Шрифт:
Интервал:
Закладка:
Они непременно победили бы, если бы большинство избирателей не опасалось создания прецедента. Этим страхом умело воспользовались либералы. Они заявили: «Мы не возражаем против Джона Смита, да упокоится его душа в мире; возможно, он явился бы украшением Белого дома. Но подумайте, что произойдёт, если в неопределённом будущем президентское кресло займет недостойный покойник?»
Этот аргумент решил дело.
Либералы из студентов, однако, оставляли разговоры старшим. Сами они предпочитали посещать специальные занятия по партизанским методам ведения войны, изготовлению бомб и применению огнестрельного оружия. Как они частенько поговаривали: «Недостаточно просто реагировать на происки красных. Мы должны копировать их методы, особенно в области пропаганды, внедрения в ряды, свержения режима и политического контроля».
Университетские консерваторы, уступившие победу на выборах либералам, делали вид, что в мире ничего не изменилось с тех пор, как генерал Паттон разбил персов в 1945 году. Они частенько посиживали в пивных и распевали «Сагу о побережье Омахи». Самые эрудированные могли исполнить её в оригинале на древнегреческом.
Джоэнис продолжал преподавать культуру островов юго-западной части Тихого океана и наслаждался университетской обстановкой. Постепенно коллеги стали принимать его как своего. Хотя сперва, конечно, были некоторые возражения.
Ловимомент, кафедра английского языка: «Боюсь, Джоэнис не воспринимает “Моби Дика” как составную часть культуры юго-западной части Тихого океана. Странно».
Блейк, кафедра физики: «На мой взгляд, большим упущением с его стороны является то, что он не подчеркивает полное отсутствие влияния современной квантовой теории на жизнь островитян. Это наводит меня на кое-какие мысли».
Хойтберн, кафедра музыки: «Как я понимаю, он совсем не освещает важнейшую роль псалмов в народной музыке того района.

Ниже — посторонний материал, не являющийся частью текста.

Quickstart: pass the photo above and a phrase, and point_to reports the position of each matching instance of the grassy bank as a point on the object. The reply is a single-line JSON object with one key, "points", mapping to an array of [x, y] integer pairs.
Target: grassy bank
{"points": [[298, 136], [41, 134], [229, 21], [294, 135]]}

Но это, в конце концов, его курс».
Шан Ли, кафедра французского языка: «Насколько мне известно, Джоэнис не посчитал нужным отметить вторичное и третичное влияние французского языка на технику транспозиции временных форм глагола в языках юго-западной части Тихого океана. Я, разумеется, всего лишь простой лингвист, но, по-моему, это весьма существенно».

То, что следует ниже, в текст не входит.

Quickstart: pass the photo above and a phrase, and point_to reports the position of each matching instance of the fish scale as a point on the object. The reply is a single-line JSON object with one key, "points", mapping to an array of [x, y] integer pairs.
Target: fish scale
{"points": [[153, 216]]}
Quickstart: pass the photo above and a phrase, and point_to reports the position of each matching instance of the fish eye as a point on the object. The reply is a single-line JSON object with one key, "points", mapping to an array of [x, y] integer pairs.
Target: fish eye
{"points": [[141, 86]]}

Были и другие нарекания – со стороны профессоров, которые считали, что Джоэнис исказил или вообще игнорировал их специальности. Подобные трения, вполне возможно, могли бы привести со временем к натянутости в отношениях. Однако решающую роль сыграли слова Джефрарда с кафедры античности.
Этот великий старец, поразмыслив несколько недель над существом вопроса, заявил: «Вы, наверное, смотрите свысока на такую старую перечницу, как я? Но, черт побери, я думаю, что он мировой парень!»
Сердечный отзыв Джефрарда сослужил Джоэнису добрую службу. Профессора стали менее отчужденными и выказывали чуть ли не дружеское расположение. Все чаще Джоэниса приглашали на вечеринки и приемы в домах коллег. Вскоре его сомнительное амплуа приглашённого преподавателя было почти забыто, и он, как равный, вошел в жизнь УССВ.
Авторитет Джоэниса достиг апогея после завершения весенних студенческих соревнований. Именно тогда, на вечеринке по случаю начала каникул, профессора Харрис и Свободмен пригласили Джоэниса предпринять с ними и их друзьями ночное путешествие в одно местечко высоко в Адирондакских горах.
(Следующие четыре истории о приключениях Джоэниса в Утопии рассказаны Телеу с Хуахине)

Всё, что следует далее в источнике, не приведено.